И обе брови заходили, и глаза засверкали.
– Ну да! Я уж после узнал, что Иваныч-то, твой друг, Репка и был.
– Чудесам подобно!
Он схватился обеими руками за волосы, закрыл глаза и замотал головой.
– Ну да. Когда я с завода ушел, встретил на пристани в Ярославле одного, с которым в холерный год в лямке до Рыбны шел, бурлачка, он и сказал мне по старой дружбе. Костыча сказал!
– И Федотку Костыча знаешь! Шабры мы с ним были… Из-под Банновки…
– Костыча… Улан… Петля… Балабурда, – начал я перечислять общих знакомых. После каждого имени он только свое все:
– Чудовина! Чудесам подобно… Ну теперь, кто ты ни на есть, – бери меня голыми руками. Я весь с потрохами твой!
– Ну вот что, Суслик, чем на солнышке печься, пойдем на пристань в казенку чай пить.
– Да меня не пустят!
– Со мной пойдем – вот и ключ от нее.
– Ладно, пойдем, куда хошь, – после Репки теперь ты мой атаман.

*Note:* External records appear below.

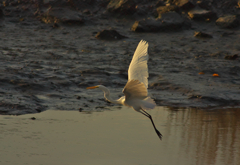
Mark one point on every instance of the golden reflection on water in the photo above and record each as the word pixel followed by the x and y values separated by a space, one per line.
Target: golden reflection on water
pixel 212 136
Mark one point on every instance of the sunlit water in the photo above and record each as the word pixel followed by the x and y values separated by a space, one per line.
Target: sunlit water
pixel 122 136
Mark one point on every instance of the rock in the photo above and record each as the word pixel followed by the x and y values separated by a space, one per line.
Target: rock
pixel 160 3
pixel 62 15
pixel 122 6
pixel 170 21
pixel 109 35
pixel 184 4
pixel 165 9
pixel 202 35
pixel 231 57
pixel 201 14
pixel 229 21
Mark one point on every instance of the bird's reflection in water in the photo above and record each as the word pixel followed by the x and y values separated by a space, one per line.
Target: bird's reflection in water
pixel 209 136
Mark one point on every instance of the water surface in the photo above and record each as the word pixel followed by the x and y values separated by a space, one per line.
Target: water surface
pixel 122 136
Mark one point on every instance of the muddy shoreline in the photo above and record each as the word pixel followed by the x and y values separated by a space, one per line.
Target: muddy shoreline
pixel 48 66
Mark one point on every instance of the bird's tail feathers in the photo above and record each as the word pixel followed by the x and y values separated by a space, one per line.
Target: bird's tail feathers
pixel 148 103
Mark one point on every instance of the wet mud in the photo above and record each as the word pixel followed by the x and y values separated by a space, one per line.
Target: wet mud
pixel 48 66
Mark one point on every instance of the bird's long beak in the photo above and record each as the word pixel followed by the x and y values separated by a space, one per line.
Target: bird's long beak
pixel 93 87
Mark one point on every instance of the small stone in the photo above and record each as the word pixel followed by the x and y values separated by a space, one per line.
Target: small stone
pixel 231 57
pixel 201 14
pixel 229 21
pixel 202 35
pixel 109 35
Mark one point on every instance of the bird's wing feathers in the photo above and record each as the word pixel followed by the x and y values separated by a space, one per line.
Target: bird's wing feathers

Старик завернул остатки воблы и хлеба в тряпицу, сунул за пазуху, вынул берестяную тавлинку, потянул за ременный хвостик, открыл крышку, смачно понюхал и снова закрыл.
– Чего же меня не потчуешь?
– Табачишко-то плох, подмочен!
Опять открыл табакерку, пригласительно хлопнул два раза и подсунул мне.
– Да, суховат малость и с гнильцой. Ну уж я тебя своим пугну.
Вынул мою неразлучную маленькую табакерку, тоже стукнул два раза по крышке, что на языке старых нюхальщиков означает: «подходи, кто хочет».
– Серебряная никак? Поди, целковых пять стоит, – любовался он на мою табакерку.